The Association’s argument that a crematory would be part of the same land use as the existing cemetery was based primarily on its status as a “cemetery corporation” under the state not-for-profit corporation law. But as the court explained, the Association’s corporate status as a “cemetery” didn’t necessarily mean that its proposed crematory would also qualify as a “cemetery” under the zoning ordinance. The zoning board wasn’t bound by provisions in the non-for-profit corporation law, the court noted, and it had authority under the state zoning laws to adopt its own regulatory definitions. The court also found that it was reasonable for the zoning board to look to common dictionary definitions for its interpretation of what constituted a “cemetery” and its decision that the proposed crematory wouldn’t qualify for this classification was entitled to deference, regardless of whether or not the Association might be a “cemetery” under other legal regulations.

 

The appellate court next considered the zoning board’s decision to deny a variance for the crematory. The general rule, the court explained, is that a property owner is only eligible for a use variance if it can show an unnecessary hardship. Additionally, New York law requires that: (1) the property would not be capable producing a reasonable return under existing permitted uses; (2) the hardship was the result of a unique feature of the property; (3) the variance would not have negative impacts on nearby residents or alter the character of the neighborhood; and (4) the hardship was not self-created.
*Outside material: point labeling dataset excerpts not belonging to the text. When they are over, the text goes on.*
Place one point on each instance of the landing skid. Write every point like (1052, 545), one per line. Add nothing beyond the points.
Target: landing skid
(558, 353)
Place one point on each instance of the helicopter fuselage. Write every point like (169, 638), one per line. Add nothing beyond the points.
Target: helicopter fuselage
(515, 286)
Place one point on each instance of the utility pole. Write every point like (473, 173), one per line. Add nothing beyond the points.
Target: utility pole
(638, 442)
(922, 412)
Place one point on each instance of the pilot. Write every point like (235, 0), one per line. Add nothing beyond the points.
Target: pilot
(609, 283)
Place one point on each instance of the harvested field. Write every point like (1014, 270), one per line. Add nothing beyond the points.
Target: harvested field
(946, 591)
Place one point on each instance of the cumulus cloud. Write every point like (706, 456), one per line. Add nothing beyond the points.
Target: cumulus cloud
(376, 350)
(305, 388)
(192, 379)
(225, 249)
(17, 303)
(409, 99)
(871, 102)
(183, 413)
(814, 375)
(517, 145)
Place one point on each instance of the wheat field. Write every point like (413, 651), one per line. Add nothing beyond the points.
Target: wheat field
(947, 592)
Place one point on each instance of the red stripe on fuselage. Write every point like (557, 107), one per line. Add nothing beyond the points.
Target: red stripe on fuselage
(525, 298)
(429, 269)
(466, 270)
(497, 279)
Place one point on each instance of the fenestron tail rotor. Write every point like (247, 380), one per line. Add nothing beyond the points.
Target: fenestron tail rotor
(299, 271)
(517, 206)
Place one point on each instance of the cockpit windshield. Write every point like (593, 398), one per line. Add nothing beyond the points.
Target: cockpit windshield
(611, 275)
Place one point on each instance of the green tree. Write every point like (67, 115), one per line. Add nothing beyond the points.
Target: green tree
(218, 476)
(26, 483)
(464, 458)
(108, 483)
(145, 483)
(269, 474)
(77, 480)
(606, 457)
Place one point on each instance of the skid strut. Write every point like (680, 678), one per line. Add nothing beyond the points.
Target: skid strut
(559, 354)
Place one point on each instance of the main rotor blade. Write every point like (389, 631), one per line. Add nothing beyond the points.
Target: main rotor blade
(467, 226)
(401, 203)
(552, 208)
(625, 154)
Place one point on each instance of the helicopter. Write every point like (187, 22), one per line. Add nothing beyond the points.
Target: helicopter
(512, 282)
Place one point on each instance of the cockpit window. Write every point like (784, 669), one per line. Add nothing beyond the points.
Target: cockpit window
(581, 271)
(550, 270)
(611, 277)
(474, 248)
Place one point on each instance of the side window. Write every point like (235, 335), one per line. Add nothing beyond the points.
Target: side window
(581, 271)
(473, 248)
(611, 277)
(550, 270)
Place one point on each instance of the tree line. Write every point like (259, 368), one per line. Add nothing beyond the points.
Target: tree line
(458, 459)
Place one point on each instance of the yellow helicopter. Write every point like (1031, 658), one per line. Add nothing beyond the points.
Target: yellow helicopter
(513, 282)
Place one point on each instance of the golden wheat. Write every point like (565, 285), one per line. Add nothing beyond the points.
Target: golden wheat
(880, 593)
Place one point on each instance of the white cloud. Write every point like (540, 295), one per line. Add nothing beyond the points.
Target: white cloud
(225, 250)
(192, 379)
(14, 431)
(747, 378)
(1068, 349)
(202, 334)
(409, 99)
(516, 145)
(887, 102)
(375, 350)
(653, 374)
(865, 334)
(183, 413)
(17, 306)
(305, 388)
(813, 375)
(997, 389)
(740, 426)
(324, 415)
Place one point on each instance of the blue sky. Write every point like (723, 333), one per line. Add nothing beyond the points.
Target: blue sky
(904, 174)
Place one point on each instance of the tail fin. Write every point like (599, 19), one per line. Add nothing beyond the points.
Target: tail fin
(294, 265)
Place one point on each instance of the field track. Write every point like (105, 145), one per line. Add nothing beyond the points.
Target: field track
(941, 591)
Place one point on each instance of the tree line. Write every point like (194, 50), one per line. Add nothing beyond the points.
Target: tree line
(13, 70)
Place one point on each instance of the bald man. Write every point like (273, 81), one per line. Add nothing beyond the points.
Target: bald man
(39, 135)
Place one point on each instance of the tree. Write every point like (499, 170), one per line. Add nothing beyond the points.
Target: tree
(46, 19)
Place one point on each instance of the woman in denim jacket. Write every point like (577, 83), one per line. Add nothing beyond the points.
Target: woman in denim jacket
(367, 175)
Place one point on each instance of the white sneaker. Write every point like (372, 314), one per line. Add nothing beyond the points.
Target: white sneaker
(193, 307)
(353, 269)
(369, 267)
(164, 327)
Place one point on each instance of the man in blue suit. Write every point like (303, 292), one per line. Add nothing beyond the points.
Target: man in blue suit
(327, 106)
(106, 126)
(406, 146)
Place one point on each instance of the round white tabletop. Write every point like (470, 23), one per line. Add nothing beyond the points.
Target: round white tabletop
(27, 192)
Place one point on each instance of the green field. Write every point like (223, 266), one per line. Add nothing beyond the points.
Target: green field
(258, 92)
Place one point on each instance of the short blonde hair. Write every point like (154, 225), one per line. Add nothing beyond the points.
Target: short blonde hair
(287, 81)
In the circumstances of this case, the court found that the Association sufficiently proved an unnecessary hardship and that it produced adequate “dollars and cents” evidence that it would be unable to realize a reasonable return in the absence of variance relief. In particular, the court noted that the Association had provided factual and expert evidence of its ongoing operating losses, including its financial records and projections made by a financial analyst. The zoning board had dismissed this evidence as contradictory based on a tax document showing that the Association had some income in 2014, but the court held that this determination was arbitrary and irrational, explaining that “the Board failed to differentiate investment income accrued in the Cemetery’s statutorily required permanent maintenance fund from the net losses the Cemetery incurred as a result of its decline in revenue.”

 

The zoning board had also denied the Association’s variance request on the basis that a crematory would alter the essential character of the neighborhood. But the court disagreed as to this point as well, noting that “the unrebutted evidence demonstrated that the crematory would be shielded from view, would be odorless and not emit visible smoke, and had passed all necessary emissions and air quality testing.” Additionally, the crematory would have no impacts on historic resources, nor would it be visible from the nearest residence, which was located 400 feet away on the other side of a major highway. The court dismissed the zoning board’s remaining concerns about property values and the possibility that additional crematories might be added in the future, as these findings were speculative and based on generalized community opposition to crematories. Based on this analysis, and because there was no disagreement that the Association satisfied the remaining statutory criteria, the court affirmed the determination below which annulled the zoning board’s denial of the Association’s variance request.

 

White Plains Rural Cemetery Association v City of White Plains, 2019 WL 362123 (NYAD 2 Dept. 1/30/2019).